Kijkwijzer zal een aardig debat opleveren
U kent ze ongetwijfeld: de icoontjes op televisie die ons vertellen met wat voor soort programma we te maken hebben. Zo staat het vuistje voor geweld, het spinnetje voor angst en de voetjes voor sex. Voordat de kijkwijzer in werking trad, is eerst een behoorlijke politieke strijd gevoerd. Binnenkort wordt de kijkwijzer in de Tweede-Kamer geëvalueerd, en ik voorspel u dat dit opnieuw tot een aardig debat zal leiden.

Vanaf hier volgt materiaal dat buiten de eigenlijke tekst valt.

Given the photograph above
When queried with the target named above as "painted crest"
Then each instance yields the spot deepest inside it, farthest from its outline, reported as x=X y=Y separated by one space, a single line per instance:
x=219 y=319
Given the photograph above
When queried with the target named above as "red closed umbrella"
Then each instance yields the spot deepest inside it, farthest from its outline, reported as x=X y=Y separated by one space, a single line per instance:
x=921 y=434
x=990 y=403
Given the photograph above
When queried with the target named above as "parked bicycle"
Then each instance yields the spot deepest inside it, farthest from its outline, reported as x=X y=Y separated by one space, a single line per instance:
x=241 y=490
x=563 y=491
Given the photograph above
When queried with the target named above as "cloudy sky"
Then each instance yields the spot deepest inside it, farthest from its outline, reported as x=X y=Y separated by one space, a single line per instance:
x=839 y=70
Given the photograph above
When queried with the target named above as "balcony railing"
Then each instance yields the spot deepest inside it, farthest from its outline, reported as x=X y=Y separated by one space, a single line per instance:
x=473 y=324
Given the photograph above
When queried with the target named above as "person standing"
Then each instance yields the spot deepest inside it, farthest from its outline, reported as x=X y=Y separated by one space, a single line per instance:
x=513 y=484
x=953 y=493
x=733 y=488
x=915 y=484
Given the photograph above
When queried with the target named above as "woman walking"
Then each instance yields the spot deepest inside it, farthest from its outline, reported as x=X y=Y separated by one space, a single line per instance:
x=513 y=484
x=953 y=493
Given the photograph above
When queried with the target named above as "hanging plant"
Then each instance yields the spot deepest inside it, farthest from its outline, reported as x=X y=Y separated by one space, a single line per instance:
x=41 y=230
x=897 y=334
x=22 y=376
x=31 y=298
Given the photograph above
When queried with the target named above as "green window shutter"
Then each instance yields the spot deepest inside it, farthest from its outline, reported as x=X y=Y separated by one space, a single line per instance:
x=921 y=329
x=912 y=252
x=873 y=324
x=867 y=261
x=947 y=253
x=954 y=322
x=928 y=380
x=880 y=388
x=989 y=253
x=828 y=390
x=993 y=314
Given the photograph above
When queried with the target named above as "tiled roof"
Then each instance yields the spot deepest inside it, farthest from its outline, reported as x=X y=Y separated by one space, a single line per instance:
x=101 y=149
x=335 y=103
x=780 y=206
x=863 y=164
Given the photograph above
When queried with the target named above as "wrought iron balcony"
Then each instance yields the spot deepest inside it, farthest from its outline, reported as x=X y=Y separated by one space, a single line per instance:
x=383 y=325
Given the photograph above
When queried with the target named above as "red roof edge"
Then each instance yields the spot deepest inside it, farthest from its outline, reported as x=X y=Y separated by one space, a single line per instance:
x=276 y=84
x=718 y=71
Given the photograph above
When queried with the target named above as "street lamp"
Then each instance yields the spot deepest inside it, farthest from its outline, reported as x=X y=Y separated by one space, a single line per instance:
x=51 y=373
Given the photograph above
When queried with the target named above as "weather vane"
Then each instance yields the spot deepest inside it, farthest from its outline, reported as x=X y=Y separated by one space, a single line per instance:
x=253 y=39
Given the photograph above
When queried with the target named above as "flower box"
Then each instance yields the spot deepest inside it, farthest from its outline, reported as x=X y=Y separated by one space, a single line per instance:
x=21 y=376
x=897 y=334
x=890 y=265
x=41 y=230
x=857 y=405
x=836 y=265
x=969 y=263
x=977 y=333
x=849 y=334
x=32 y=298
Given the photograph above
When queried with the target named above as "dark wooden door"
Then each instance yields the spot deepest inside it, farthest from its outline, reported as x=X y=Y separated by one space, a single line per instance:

Vóór de kijkwijzer was er de filmkeuring. Dit overheidsinstituut regelde de wettelijke minimumleeftijd voor bioscoopfilms. In de jaren negentig, onder de kabinetten Kok, ontstond echter de roep om aanpassing. De filmkeuring zou te betuttelend zijn en men vond dat de branche voortaan zélf moest kunnen adviseren over het media-aanbod. Daarom is in 2001 onder staatssecretaris Van der Ploeg het Nederlands Instituut voor de Classificatie van Audiovisuele Media (Nicam) opgericht. Dit vanuit de mediabranche opgerichte instituut regelt niet alleen de classificatie van films, maar ook dat van TV-programma’s, computerspelletjes en videofilms.

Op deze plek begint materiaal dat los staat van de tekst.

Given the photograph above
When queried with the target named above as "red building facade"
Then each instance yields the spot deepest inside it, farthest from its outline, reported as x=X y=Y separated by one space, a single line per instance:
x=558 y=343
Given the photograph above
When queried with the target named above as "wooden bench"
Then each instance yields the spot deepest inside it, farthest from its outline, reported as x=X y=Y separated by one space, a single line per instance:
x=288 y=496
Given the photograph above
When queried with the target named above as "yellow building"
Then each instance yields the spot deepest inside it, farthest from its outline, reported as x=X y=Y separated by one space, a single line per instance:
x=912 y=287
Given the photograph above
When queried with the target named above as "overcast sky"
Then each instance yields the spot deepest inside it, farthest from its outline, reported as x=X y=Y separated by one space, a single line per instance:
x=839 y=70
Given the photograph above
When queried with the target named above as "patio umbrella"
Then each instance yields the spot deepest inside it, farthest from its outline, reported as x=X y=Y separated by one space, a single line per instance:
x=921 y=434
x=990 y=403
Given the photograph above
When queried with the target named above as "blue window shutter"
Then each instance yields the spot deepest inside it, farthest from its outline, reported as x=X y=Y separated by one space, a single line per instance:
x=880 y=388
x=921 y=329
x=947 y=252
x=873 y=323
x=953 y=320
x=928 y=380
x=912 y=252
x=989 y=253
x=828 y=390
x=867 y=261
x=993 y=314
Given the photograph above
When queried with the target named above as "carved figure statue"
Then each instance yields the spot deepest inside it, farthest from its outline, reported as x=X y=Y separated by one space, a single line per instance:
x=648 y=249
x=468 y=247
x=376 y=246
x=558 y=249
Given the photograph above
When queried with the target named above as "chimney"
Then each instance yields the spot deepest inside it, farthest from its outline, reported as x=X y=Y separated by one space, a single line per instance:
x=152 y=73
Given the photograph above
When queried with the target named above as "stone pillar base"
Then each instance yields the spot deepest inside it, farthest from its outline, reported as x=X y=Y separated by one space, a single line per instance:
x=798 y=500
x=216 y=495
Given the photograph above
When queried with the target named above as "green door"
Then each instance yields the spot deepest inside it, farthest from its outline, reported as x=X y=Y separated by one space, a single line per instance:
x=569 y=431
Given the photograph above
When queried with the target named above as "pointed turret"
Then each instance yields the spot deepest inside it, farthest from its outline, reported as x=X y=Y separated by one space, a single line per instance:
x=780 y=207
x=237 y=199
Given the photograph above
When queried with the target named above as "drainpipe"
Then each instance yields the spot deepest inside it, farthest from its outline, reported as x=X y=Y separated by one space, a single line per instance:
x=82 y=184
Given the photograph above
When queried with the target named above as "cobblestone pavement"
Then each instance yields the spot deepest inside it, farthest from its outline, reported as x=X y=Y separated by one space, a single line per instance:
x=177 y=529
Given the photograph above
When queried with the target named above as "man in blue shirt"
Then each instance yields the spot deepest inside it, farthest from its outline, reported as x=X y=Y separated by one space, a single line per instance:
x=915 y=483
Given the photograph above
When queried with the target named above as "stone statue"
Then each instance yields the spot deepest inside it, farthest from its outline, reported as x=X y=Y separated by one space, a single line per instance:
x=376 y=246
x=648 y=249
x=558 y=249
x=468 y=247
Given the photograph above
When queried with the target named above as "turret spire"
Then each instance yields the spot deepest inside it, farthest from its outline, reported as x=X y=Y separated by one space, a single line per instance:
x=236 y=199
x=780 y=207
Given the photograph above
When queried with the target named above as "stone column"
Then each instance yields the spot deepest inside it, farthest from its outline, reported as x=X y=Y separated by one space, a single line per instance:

De uitbreiding van films naar andere media werd alom geprezen, maar het feit dat het Nicam uitgaat van zelfregulering, is nog steeds politiek omstreden. Tegenstanders zeggen namelijk dat dit een slager is die zijn eigen worst keurt. De voorzitter van het Nicam, oud-PvdA minister Hedy d’Ancona, vindt dat geen probleem, want als een slager slechte worst verkoopt, dan weten klanten snel genoeg een andere slager te vinden. Maar dat is geen goede vergelijking, want als een klant ontevreden is over de classificaties van de kijkwijzer, dan kan hij niet naar een andere kijkwijzer even verderop.
Daarom is een centrale vraag bij het Kamerdebat of de kijkwijzer naar tevredenheid werkt. Toch ben ik bang dat die vraag tot een onvruchtbare welles-nietes discussie zal leiden. Veel mensen zijn tevreden met de icoontjes die zij als nuttige informatie ervaren. Anderen vinden de classificaties echter onzorgvuldig. Zij wijzen op inconsequente adviezen en op classificaties die aantoonbaar lichter zijn dan in het buitenland. Die discussie is onvruchtbaar zolang het systeem uitgaat van zelfregulering: uitsluitend de brancheorganisatie bepaalt immers de classificatie, er zijn geen objectieve criteria en er is ook geen second opinion mogelijk.
Om een eind te maken aan het monopoly van de kijkwijzer, pleiten enkele ouderorganisaties voor de oprichting van een media expertisecentrum. Dit centrum zou naast het Nicam desgevraagd adviezen en voorlichting kunnen geven over het aanbod op televisie. Bij veel ouders bestaat behoefte aan voorlichting over een goede omgang met het overweldigende media aanbod. Ook kan het centrum kijkers begeleiden als zij een klacht willen indienen, iets waar veel mensen nog steeds niet goed van op de hoogte zijn.
Het lijkt mij alleszins redelijk als er naast de kijkwijzer een andere organisatie komt die niet vanuit de branche is opgericht. Enkele jaren geleden is dat voorstel ook al in de Kamer gedaan, maar toen haalde het op enkele stemmen na geen meerderheid. Dat kan echter veranderen, zeker als er in de tussentijd allerlei heftige gebeurtenissen plaatsvinden waardoor veel mensen afstand nemen van de vrijblijvendheid die zo kenmerkend was voor de jaren negentig.